According to the public relations office of 34th Fajr International Film Festival, Alexander Sokurov, the famous Russian director will come to Iran in next week for participating in 34th Fajr International Film Festival which is held 20th to 25th April.
One of the programs of this edition of the festival in “Special Screenings and Events” is and screening the documentary of “Franco Fonia” directed by Alexander Sokurov about Louvre Museum. Alexander Sokurov will come to Iran for screening of this documentary, also for having a speech in Cinema-Theatre Faculty for students.
Alexander Sokurov was born in 1951 in Podorvikha, Irkutsk Oblast, in Siberia, Alexander Sokurov is one of the most celebrated auteurs of our times.
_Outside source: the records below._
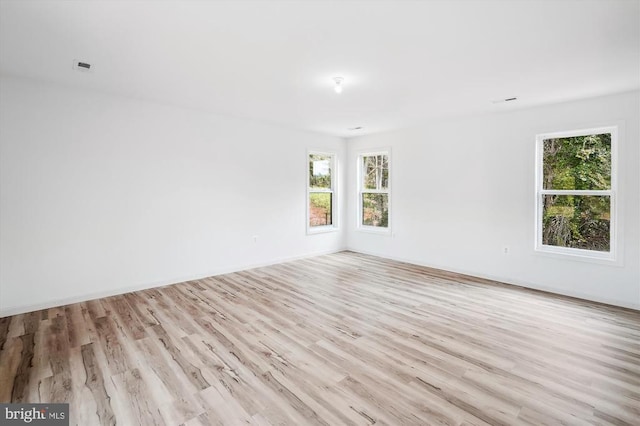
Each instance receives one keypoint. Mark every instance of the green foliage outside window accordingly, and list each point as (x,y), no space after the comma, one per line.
(577,163)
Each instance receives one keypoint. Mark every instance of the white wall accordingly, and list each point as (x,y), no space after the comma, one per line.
(463,189)
(101,194)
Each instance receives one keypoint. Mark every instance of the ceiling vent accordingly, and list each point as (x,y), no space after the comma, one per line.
(82,66)
(499,101)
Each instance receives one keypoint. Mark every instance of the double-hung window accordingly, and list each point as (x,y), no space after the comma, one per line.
(321,199)
(575,193)
(373,191)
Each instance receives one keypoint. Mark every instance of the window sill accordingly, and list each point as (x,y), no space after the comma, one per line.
(579,255)
(321,229)
(374,230)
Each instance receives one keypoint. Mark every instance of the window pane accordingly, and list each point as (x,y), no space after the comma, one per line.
(375,172)
(320,208)
(319,171)
(581,162)
(375,210)
(577,221)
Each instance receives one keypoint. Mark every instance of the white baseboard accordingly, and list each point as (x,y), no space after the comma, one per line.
(519,283)
(15,310)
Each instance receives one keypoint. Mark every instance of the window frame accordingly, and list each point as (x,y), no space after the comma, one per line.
(568,252)
(311,230)
(361,190)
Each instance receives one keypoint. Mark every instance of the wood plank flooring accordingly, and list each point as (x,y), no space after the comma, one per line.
(338,339)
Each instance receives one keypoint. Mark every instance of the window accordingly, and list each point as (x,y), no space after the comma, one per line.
(373,191)
(575,197)
(321,200)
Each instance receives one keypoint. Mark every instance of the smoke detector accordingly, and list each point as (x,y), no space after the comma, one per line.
(82,66)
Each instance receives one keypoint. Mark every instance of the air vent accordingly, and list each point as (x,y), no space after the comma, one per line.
(499,101)
(82,66)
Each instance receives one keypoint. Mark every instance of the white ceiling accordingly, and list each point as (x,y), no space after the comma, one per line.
(403,61)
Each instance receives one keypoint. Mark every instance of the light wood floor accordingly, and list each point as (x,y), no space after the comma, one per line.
(338,339)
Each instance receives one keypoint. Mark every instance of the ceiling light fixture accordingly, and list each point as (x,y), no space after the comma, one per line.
(338,84)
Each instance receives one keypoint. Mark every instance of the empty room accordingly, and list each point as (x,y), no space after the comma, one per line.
(319,212)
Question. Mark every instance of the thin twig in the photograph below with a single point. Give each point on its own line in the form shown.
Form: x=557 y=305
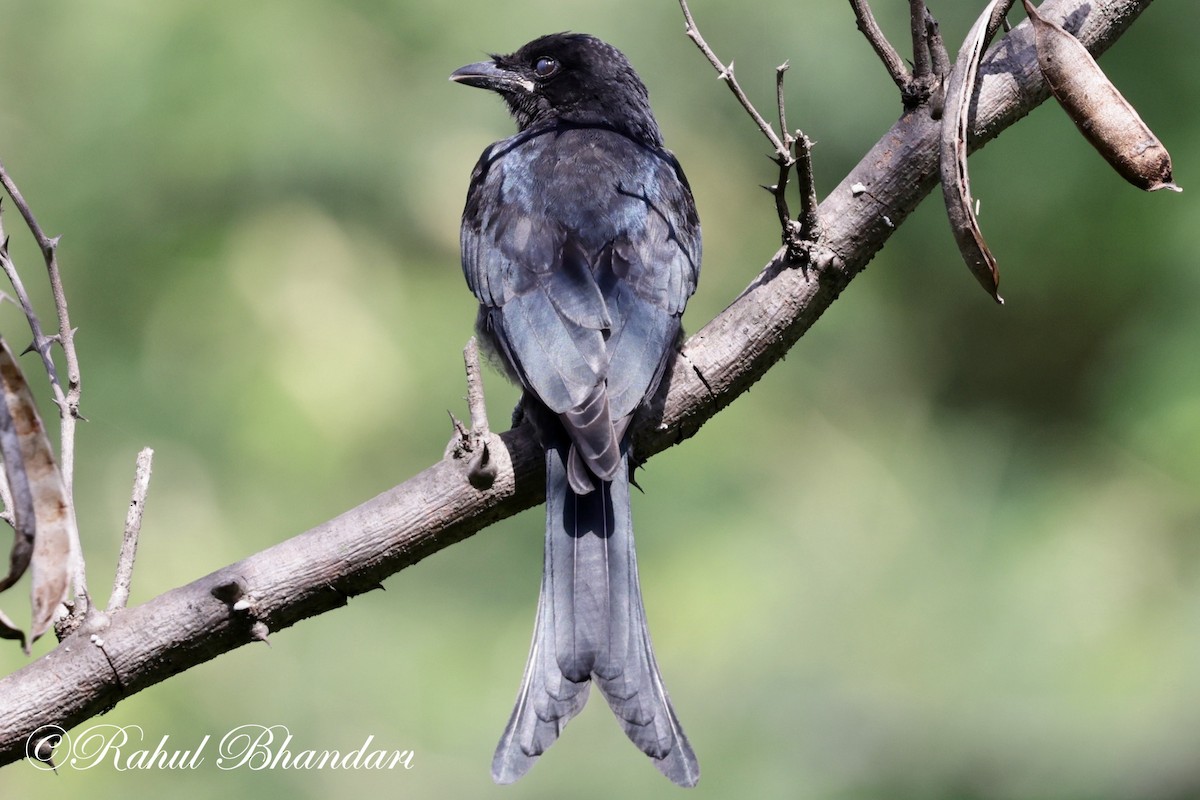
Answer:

Born into a military officer’s family, he graduated from the History Department of the Nizhny Novgorod University in 1974 and entered one of the VGIK studios the following year. There he became friends with Tarkovsky and was deeply influenced by his film MIRROR. Most of Sokurov’s early features were banned by Soviet authorities. During his early period, he produced numerous documentaries, including THE DIALOGUES WITH SOLZHENITSYN and a reportage about Grigori Kozintsev’s flat in St Petersburg. His film MOURNFUL UNCONCERN was nominated for the Golden Bear at the 37th Berlin International Film Festival in 1987.
MOTHER AND SON (1997) was his first internationally acclaimed feature film. It was entered into the 20th Moscow International Film Festival where it won the Special Silver St. George. It was mirrored by FATHER AND SON (2003). Susan Sontag included two Sokurov features among her ten favorite films of the 1990s, saying: “There’s no director active today whose films I admire as much.” In 2006, he received the Master of Cinema Award of the International Filmfestival Mannheim-Heidelberg.
Sokurov is a Cannes Film Festival regular, with four of his movies having debuted there. However, until 2011, Sokurov didn’t win top awards at major international festivals. For a long time, his most commercially and critically successful film was the semi-documentary RUSSIAN ARK (2002), acclaimed primarily for its visually hypnotic images and single unedited shot.
Sokurov has filmed a tetralogy exploring the corrupting effects of power. The first three installments were dedicated to prominent 20th-century rulers: MOLOCH (1999), about Hitler, TAURUS (2000), about Lenin, and THE SUN (2004) about Emperor Hirohito. In 2011, Sokurov shot the last part of the series, FAUST, a retelling of Goethe’s tragedy. The film, depicting instincts and schemes of Faust in his lust for power, premiered on 8 September 2011 in competition at the 68th Venice International Film Festival. The film won the Golden Lion, the highest award of the Venice Festival.